She watched the way the paper husks of an onion fell on a table, and examined the rings of dirt that onion mites had left in parallel rows on the glossy wet inside. Everything said something, and it wasn't her job to consider the merit or even the meaning of the message: just to witness the fact of the message.
~ Gregory Maguire, from Wicked
It's cold out there today, snow on the ground and temps dropping as we lose daylight. This is the time of year when a lot of us make lists and ponder goals and wonder what we most want in the new year. Of course, we could do that any old time, but winter is the best. One of the things I like about the wondering part is that it takes me out of the cold and dark into my imagination.
I've been wondering lately about the difference between meaning and purpose in life. Purpose is, I think, what gets me out of bed in the morning. In the past it's been mothering duties or getting to school or getting to work. Meaning sometimes overlaps purpose: Purpose could get me out of bed to do something that has meaning. Right?
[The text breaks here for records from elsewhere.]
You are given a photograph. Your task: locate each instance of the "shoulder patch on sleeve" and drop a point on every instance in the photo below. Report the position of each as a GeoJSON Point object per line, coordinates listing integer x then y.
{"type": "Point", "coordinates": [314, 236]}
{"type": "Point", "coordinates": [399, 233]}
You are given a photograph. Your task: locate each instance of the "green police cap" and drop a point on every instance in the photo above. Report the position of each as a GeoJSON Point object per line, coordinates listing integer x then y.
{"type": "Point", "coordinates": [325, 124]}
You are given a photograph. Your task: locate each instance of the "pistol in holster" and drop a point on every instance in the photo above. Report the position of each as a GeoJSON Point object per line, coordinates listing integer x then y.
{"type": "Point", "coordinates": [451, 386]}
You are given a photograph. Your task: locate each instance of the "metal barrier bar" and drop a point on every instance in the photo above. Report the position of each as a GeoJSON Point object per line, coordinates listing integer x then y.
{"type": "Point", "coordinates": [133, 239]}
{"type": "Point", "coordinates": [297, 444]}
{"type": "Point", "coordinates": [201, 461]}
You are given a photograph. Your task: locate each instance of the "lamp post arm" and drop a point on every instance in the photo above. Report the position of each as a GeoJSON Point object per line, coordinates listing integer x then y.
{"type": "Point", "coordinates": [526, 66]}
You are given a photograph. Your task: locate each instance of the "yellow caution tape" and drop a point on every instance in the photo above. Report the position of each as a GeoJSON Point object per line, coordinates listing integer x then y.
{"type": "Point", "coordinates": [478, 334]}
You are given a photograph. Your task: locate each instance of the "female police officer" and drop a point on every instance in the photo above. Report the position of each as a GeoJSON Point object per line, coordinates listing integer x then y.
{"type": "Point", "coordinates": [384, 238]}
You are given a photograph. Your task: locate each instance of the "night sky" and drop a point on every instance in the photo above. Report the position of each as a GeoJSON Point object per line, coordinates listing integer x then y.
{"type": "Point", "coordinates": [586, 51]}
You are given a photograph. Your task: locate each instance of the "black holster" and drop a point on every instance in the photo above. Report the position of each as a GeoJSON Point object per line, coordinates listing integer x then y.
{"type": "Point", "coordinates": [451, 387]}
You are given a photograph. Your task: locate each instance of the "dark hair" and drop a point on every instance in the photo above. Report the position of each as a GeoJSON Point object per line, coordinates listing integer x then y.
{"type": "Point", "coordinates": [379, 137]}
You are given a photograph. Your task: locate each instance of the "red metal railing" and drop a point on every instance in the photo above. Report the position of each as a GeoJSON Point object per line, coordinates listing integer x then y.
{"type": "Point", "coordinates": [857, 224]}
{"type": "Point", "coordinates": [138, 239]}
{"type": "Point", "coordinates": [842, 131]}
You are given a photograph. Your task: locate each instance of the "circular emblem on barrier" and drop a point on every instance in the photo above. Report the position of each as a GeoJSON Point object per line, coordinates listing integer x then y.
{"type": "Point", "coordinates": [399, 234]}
When I was a mother of toddlers and again when I was working in a cube, I thought that if I only had time, I could do something meaningful (and yes, raising children has meaning in the long run, but we rarely attach meaning to all the menial labor involved in raising kids - when was the last time you woke and thought with delight, "Oh boy! It's time to get up and take the poopy diaper off the baby!")
When I left the cube world, I had time, lots of it, and I always thought I would write more: stories, that novel, memoir, essays. Uh-huh. For me, writing is a meaningful activity, but I haven't yet figured out how to propel myself out of bed with purpose.
I want what Sharon O'Brien has:
Writing became such a process of discovery that I couldn't wait to get to work in the morning: I wanted to know what I was going to say.
How's that for a New Year's Resolution: Know what I'm going to say.